How to Make Sense of Data
Caltech scientists and engineers are designing the sensors that gather data and the algorithms that translate data to communicate and work together in a process they call Sensing to Intelligence (S2I).
By Andrew Moseman
In April 2017, a group of observatories scattered across the face of the earth, from Spain to Hawaii, turned their attention to one object: a black hole called M87 that lies around 55 million light-years away. The radio instruments that make up this global network of observatories, known as the Event Horizon Telescope (EHT), gathered data about M87 throughout an entire night of observation; EHT researchers then fed that mountain of information into algorithms that processed it, adjusted for the changing sky and the distances between telescopes, and finally created the historic first image of a black hole.

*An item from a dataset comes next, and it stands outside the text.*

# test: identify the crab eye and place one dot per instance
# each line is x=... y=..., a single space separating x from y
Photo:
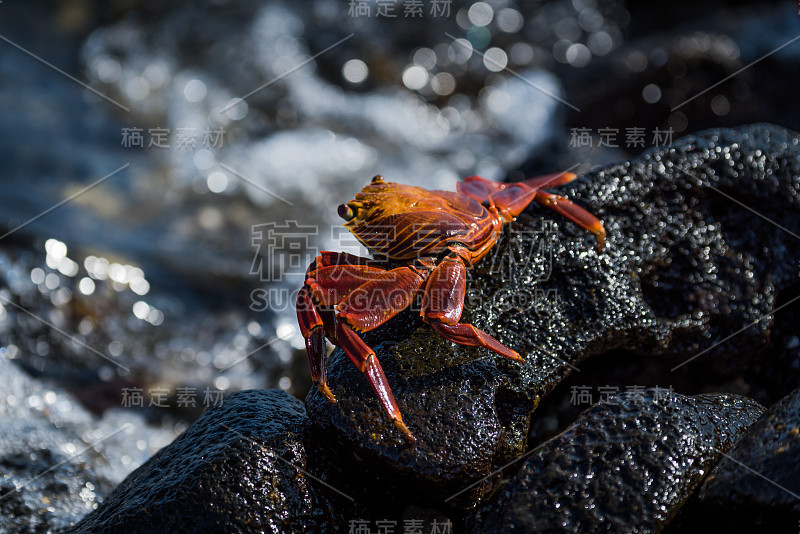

Katherine L. Bouman, who worked on that black hole image before joining Caltech as assistant professor of computing and mathematical sciences, electrical engineering, and astronomy, now collaborates with a team to create the Next-Generation Event Horizon Telescope (ngEHT) that will bring more black holes into view and increase the understanding of these bizarre cosmic phenomena. To realize such an instrument, which will include Caltech’s Owens Valley Radio Observatory, the scientists plan to reverse their typical process: rather than simply building a bigger network of observatories and asking a new generation of algorithms to make sense of the data, Bouman and colleagues plan to use their algorithms to find weak spots in the current data and find the optimal places to build new telescopes and thereby enhance their ability to see black holes. The machine-learning side of EHT is not only interpreting data, it is informing the design and operation of the sensors themselves.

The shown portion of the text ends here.